Hypothesis
Write the single-sentence hypothesis: 'If we change [X], then [primary metric] will [improve/decline] by [magnitude] because [causal reasoning].' The hypothesis must be falsifiable. If you can't write a scenario that would prove it wrong, rewrite the hypothesis.
Variants
Control on the left, one or two variants on the right. For each variant: describe the change in one sentence. Don't test three things at once in one variant — one change per variant, or you can't attribute the result. Write the expected direction of effect for each variant.

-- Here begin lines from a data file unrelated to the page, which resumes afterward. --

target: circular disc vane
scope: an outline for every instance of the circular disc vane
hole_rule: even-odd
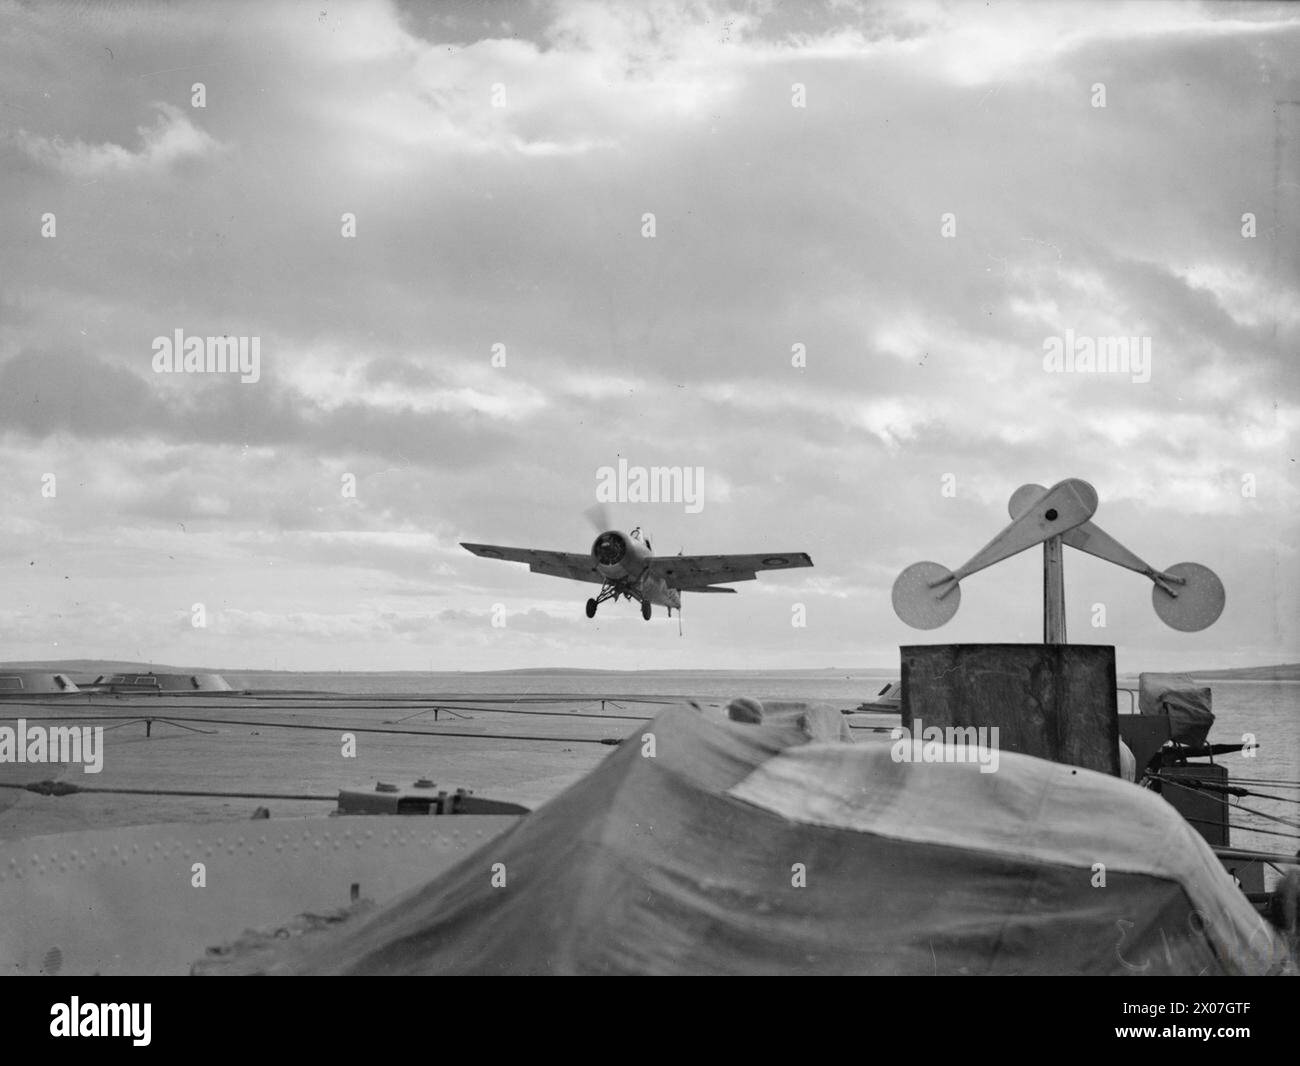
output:
[[[1165,625],[1194,633],[1212,626],[1223,613],[1227,599],[1223,582],[1208,566],[1200,563],[1177,563],[1162,571],[1169,577],[1181,578],[1186,584],[1173,582],[1177,596],[1171,596],[1158,584],[1151,588],[1151,606]]]
[[[1019,518],[1046,495],[1047,490],[1042,485],[1021,485],[1011,494],[1007,512],[1012,518]]]
[[[894,580],[894,613],[913,629],[938,629],[961,606],[961,586],[943,580],[951,577],[939,563],[913,563]]]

Primary metric and guardrails
Write the one primary metric that decides the winner. Then write two to three guardrail metrics — metrics that, if they move negatively beyond a threshold, kill the test regardless of the primary result. The guardrails prevent optimization that looks good on one metric while quietly destroying another.
Sample size and duration
Write: minimum detectable effect (the smallest improvement worth shipping), statistical power (typically 80%), confidence level (typically 95%), and estimated daily traffic to the experiment surface. From these: calculate the required sample size and divide by daily traffic to get the minimum test duration.
Decision criteria
Three decisions: (1) Ship the variant: primary metric improved by X% at 95% confidence, guardrails safe. (2) Revert: primary metric declined or guardrail breached. (3) No conclusion: run longer or increase sample. Write the specific thresholds for each decision now — don't make them up after looking at the data.